Kemhan Perkuat Sinergi Lewat Rapim Organisasi

  • 06 Feb 2026 13:35 WIB
  •  Batam

RRI.CO.ID, Jakarta: Kementerian Pertahanan Republik Indonesia menggelar Rapat Pimpinan Unit Organisasi (Rapim UO) Kemhan Tahun 2026 di Gedung Jenderal Urip Sumohardjo, Kantor Kemhan, Jakarta, Kamis (5/2). Kegiatan ini menjadi forum strategis untuk menyatukan arah kebijakan, menyelaraskan program kerja, serta memastikan seluruh unit organisasi bergerak sejalan dengan prioritas pembangunan nasional dan kebijakan pertahanan negara.

Rapim dibuka dan dipimpin oleh Sekretaris Jenderal Kemhan Letjen TNI Tri Budi Utomo, didampingi Inspektur Jenderal Kemhan Letjen TNI Rui F.G.P. Duarte. Dalam arahannya, Sekjen Kemhan menegaskan pentingnya sinkronisasi perencanaan dan pelaksanaan program agar berdampak nyata pada penguatan kesiapan pertahanan negara. Penajaman prioritas, efisiensi anggaran, serta percepatan implementasi program strategis menjadi fokus utama agar kinerja organisasi semakin efektif dan terukur.

Sementara itu, Irjen Kemhan menekankan urgensi penguatan pengendalian internal dan peningkatan kualitas tata kelola pemerintahan. Ia mengingatkan seluruh pimpinan unit untuk menjalankan program secara transparan, akuntabel, dan berintegritas, sejalan dengan prinsip good governance dan upaya pencegahan potensi penyimpangan. Penguatan fungsi pengawasan internal dipandang krusial untuk memastikan setiap kebijakan dan kegiatan berjalan sesuai aturan serta memberikan manfaat optimal bagi pertahanan negara.

Selain evaluasi capaian kinerja tahun sebelumnya, Rapim UO Kemhan 2026 juga membahas tantangan strategis ke depan, termasuk adaptasi terhadap perkembangan teknologi pertahanan, penguatan sumber daya manusia, serta peningkatan kolaborasi lintas sektor. Transformasi digital dalam tata kelola birokrasi, pemanfaatan data untuk perencanaan berbasis bukti, dan penguatan kerja sama dengan TNI serta kementerian/lembaga terkait turut menjadi bagian dari agenda pembahasan.

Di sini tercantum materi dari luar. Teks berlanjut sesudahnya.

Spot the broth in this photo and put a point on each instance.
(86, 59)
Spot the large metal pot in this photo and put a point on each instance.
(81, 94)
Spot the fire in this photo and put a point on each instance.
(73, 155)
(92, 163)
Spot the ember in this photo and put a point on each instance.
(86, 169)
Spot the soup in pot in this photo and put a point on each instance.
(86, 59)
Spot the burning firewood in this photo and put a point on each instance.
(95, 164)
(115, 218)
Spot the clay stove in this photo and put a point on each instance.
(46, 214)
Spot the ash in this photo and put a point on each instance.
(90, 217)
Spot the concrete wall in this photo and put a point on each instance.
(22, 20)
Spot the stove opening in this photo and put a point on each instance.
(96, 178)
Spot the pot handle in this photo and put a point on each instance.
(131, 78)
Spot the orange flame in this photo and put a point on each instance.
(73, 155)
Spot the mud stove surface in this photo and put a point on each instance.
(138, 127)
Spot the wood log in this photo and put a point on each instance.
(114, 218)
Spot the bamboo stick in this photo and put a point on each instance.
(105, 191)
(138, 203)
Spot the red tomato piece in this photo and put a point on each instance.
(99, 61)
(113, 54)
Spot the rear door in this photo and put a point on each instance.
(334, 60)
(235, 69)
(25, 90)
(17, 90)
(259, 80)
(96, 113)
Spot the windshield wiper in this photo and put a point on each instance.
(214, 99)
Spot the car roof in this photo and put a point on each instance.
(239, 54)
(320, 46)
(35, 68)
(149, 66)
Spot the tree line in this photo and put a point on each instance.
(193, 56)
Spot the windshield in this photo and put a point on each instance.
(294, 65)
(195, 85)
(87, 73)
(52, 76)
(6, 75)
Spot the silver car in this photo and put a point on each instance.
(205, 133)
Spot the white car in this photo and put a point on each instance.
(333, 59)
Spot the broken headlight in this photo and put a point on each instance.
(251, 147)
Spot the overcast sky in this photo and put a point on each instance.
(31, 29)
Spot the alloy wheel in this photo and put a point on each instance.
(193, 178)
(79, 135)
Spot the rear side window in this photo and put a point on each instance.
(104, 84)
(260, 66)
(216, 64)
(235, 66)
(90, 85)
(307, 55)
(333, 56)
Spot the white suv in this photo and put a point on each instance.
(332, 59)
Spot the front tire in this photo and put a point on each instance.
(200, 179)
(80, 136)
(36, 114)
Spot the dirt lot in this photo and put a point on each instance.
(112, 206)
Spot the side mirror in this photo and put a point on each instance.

Melalui Rapim ini, Kementerian Pertahanan menegaskan komitmennya untuk terus memperkuat sinergi antar unit organisasi guna mewujudkan sistem pertahanan negara yang adaptif, efektif, dan terintegrasi. Dengan arah kebijakan yang selaras dan tata kelola yang semakin baik, Kemhan diharapkan mampu merespons dinamika ancaman secara lebih cepat sekaligus mendukung terwujudnya pertahanan negara yang modern dan berdaya saing.

google-preference

Rekomendasi Berita

Berita Terbaru Lainnya

Memuat berita terbaru.....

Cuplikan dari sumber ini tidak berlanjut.